In the spring of 2015, two senior Salesforce executives paid a visit to the home of their CEO, Marc Benioff, to deliver some uncomfortable news: Women at the company, they suspected, were being paid less than their male counterparts for the same jobs. As his colleagues spoke, Benioff could feel the indignation and astonishment reshaping his face. “I’ll admit, my defensiveness was welling up,” he writes in his compelling new book, Trailblazer: The Power of Business as the Greatest Platform for Change, coauthored by former Wall Street Journal writer Monica Langley.
The self-made tech billionaire, whose company sells subscription software for a rather prosaic-sounding task—customer-relations management—had already made a name for himself as a philanthropist-provocateur. Long ago he had instituted a widely copied program called 1-1-1 in which Salesforce donated 1% each of its product, equity, and employee time to charitable causes. Benioff had personally given away millions of dollars and tweaked the Silicon Valley elite who didn’t. And in the case of Salesforce itself, he was sure things couldn’t be so unfair. “Impossible,” he told his colleagues. “That’s not right. That’s not how we operate.”

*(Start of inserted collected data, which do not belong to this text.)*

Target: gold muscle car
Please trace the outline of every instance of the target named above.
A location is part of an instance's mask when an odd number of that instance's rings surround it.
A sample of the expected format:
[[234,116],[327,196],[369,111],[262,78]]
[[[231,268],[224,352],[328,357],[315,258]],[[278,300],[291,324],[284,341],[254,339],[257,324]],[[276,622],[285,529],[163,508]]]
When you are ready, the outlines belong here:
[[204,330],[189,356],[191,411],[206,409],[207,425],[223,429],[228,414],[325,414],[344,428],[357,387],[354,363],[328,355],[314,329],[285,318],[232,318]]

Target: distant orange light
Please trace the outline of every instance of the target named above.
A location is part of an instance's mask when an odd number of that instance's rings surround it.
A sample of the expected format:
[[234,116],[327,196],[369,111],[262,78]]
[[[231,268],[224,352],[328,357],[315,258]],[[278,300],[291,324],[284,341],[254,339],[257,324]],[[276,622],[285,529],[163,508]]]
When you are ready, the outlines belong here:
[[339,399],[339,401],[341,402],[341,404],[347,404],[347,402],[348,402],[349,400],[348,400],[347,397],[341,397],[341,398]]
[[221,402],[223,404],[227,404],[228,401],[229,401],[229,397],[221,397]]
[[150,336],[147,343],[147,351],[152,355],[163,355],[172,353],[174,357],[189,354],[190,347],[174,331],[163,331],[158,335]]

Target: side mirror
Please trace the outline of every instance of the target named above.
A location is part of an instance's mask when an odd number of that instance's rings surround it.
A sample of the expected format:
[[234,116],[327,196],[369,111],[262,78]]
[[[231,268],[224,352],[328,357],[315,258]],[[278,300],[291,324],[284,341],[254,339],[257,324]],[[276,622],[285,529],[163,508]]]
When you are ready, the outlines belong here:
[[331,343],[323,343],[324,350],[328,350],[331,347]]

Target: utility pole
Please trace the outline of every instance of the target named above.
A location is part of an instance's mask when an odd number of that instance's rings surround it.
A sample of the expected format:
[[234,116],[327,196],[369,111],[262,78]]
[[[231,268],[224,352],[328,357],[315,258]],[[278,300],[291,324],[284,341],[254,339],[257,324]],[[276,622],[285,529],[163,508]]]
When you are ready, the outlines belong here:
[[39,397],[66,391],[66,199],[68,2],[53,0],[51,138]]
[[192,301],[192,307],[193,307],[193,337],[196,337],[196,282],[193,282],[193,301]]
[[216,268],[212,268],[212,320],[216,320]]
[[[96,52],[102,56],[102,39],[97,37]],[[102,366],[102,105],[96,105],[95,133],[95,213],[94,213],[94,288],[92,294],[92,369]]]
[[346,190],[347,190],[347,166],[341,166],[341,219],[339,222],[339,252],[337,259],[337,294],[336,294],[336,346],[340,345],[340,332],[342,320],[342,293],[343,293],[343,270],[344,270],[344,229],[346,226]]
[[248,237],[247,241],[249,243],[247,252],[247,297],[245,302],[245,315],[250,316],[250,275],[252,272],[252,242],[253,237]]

Read more: Salesforce Founder Marc Benioff: What Business School Never Taught Me
As it turns out, it was—and Salesforce spent $3 million to bring women’s salaries up to parity. The following year, when his team, again, discovered that pay was out of whack, it cost another $3 million to fix. A third audit found that the inequity persisted, largely due to acquisitions Salesforce had made in the interim. (Gender pay gaps had been built into those companies too.)

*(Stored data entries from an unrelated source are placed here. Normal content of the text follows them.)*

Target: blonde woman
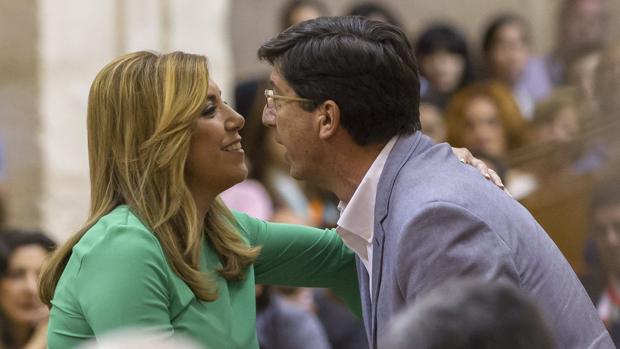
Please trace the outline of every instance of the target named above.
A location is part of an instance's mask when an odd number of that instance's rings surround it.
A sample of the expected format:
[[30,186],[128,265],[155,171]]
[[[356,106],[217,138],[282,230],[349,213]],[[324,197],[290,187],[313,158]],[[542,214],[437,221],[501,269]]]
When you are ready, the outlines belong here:
[[255,283],[329,287],[359,313],[354,255],[334,231],[232,214],[218,198],[246,177],[243,124],[204,56],[136,52],[99,72],[90,217],[42,272],[49,348],[125,327],[258,348]]

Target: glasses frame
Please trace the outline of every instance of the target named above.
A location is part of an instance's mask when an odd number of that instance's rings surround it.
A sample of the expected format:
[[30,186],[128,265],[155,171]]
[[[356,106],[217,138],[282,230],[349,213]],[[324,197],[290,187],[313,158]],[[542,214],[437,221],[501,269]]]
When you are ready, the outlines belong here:
[[[301,103],[312,103],[312,100],[301,97],[292,97],[292,96],[282,96],[275,94],[275,91],[272,89],[265,89],[265,98],[267,99],[267,107],[276,110],[276,100],[288,101],[288,102],[301,102]],[[269,101],[271,100],[271,102]]]

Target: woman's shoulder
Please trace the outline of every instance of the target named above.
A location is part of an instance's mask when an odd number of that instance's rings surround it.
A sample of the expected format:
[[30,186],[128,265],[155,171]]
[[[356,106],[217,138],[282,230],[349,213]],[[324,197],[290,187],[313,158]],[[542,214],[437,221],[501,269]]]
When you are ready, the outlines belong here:
[[126,254],[132,259],[164,258],[159,240],[127,205],[101,217],[73,247],[73,253],[79,259],[122,260]]

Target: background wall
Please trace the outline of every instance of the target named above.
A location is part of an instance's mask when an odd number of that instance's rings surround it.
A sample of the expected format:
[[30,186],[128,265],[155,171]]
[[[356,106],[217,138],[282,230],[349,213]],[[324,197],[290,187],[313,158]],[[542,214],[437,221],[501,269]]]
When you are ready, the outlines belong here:
[[9,225],[58,240],[89,209],[86,103],[96,73],[136,50],[206,54],[233,84],[228,0],[0,0],[0,134]]

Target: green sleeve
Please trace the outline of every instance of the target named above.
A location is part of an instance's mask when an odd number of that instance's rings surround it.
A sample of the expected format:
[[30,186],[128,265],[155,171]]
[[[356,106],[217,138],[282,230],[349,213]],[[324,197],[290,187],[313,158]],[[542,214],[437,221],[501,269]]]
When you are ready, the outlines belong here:
[[130,225],[108,227],[83,257],[75,280],[79,305],[95,336],[125,327],[171,336],[168,270],[150,232]]
[[333,229],[269,223],[235,213],[252,246],[261,246],[254,263],[256,283],[331,288],[356,314],[361,301],[355,254]]

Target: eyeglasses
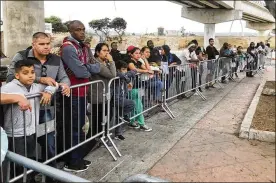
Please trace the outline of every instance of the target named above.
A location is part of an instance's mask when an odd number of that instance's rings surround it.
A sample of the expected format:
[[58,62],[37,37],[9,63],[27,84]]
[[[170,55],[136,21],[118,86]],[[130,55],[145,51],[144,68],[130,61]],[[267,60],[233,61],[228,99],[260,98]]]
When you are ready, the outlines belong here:
[[46,76],[47,76],[47,67],[45,65],[42,65],[41,77],[46,77]]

For those who have followed Benioff’s career, the anecdote is a familiar one. But in Trailblazer, he goes much deeper into what he learned and how he learned it. And the management insights he draws from this experience and others—how bias creeps into the day-to-day practices of business; how being left out of a meeting can rob someone of opportunity; “how a company’s culture can breed inequality in ways small and large,” as he and Langley write—ought to be a required curriculum for today’s business leaders. Indeed, in chapter after chapter, Trailblazer draws the tenets of a new corporate manifesto—one in which serving employees and community offers a more direct path to growth and innovation than serving shareholders alone.
There are moments in the book where Benioff’s personal pursuit of enlightenment may be a distraction from the message—I could have done without his brief meditation on meditation, for instance. But overall, the leadership wisdom he delivers is one every businessperson should know. If only the B-schools taught it as well.
This article appears in the November 2019 issue of Fortune with the headline “Business the Benioff Way.”